Last article published: 29 July 2019
This is the 45th post under this label
Hi, I'm Siskoid and I'm a Geek. "Hi, Siskoid." As you might remember from past sessions, friends, there was a time in my life when I would set up thought experiments and mnemonic exercises based on geek topics. The Mutant School thing from when I was a teenager was particularly egregious. But I recently found evidence of such behavior that takes us into and past the college years, a document dated 05/93 to 05/96 and contains just over 4½ pages, the first of which I present for your amusement or astonishment.
Basically, this is what I used to do. Whenever I would buy and read a comic with a different TITLE (and the mid-90s were a peak in my comic book collecting), I would mark it down and on the same line, set down who the main character of the book was (or if they appeared earlier on the list, a villain or supporting cast member). This character was, for all intents and purposes, on the Beyonder Planet from Marvel's Secret Wars, brought there by a powerful entity (it was me, I admit it), and forced to live in that assembled community. As a mnemonic trick, I would then try to remember each book and each character, lulling myself to sleep with the exercise.
Just from the uniformity of the script and which pens I was using, the first 2½ pages are really a re-transcription, probably from memory (like, there's no way I read 4 Cerebus phone books in a row like that, or just look at the way Bravura titles are listed together), and perhaps a simplification. Because I also remember making this a lot more complex, with each book providing not just a hero, but also a villain and a patch of environment. At a guess, I would say one column or another ran out (too many books taking place in Gotham, for example, or with a previously named hero or villain), so the redress streamlined the process and thus the memory game. I suppose this is also interesting as a document of what I was reading in this specific era, which shows a wide variety of publishers, not just the Big Two. Eventually, there are too many things on the list to work as a mnemonic trick.
But see, I never really stopped doing this kind of thing. In the 2000s, I was doing it with my DVD collection, again until it got unmanageable. These days, I will still imagine a Beyonder's World that has THIS WEEK's crop of movies (from the Geekly Roundup), throwing protagonists, antagonists, and environments together for a limited engagement. In both cases, I wonder what kind of world they would build, who would act as leader, how would a battle between them shake out? And then I doze off.
Secret Wars was a formative book for me, and it continues to haunt my dreams. I fool around with it in other ways too.
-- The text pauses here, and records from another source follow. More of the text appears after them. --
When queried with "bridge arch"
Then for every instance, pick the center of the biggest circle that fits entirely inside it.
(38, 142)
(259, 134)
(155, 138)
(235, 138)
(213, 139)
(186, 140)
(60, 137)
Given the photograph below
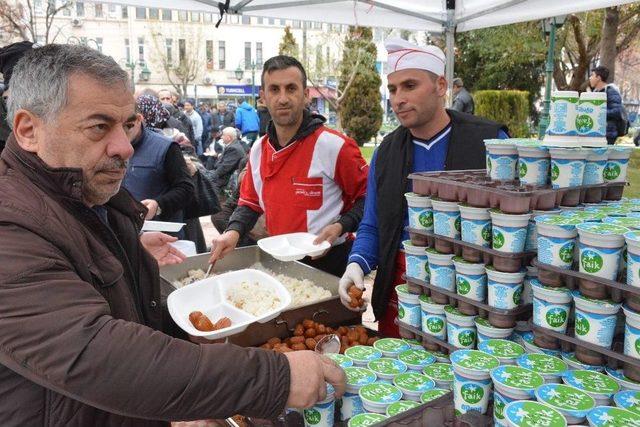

Like trying to remember who was on the planet, then replacing each with a DC counterpart, if possible the character they were amalgamated with, and then replaying key scenes. I don't deny I have a problem. That's why I come to Geeks Anonymous. To find like-minded people and share.
Comments
I am so glad that I was not the only person who did things like that.
I had several lists going, though it my case it was long before the advent of the internet.
One was an elaborate set of tables and graphs where I tracked all the results of every fan-determined Legion of Superheroes election, illustrating the rise and fall of the characters' popularity through the decades. I guess that makes me a geek, too.
My favourite at the moment is using the 2014 Doctor Who Magazine survey to trace my steps from the worst-rated story to the best. 59th best? The Androids of Tara, 40 steps, leading nicely to The Ambassadors of Death, 70 steps. Yes, I remember the entire list...
As this is under the Geeks Anonymous label, we do offer anonymity as a service.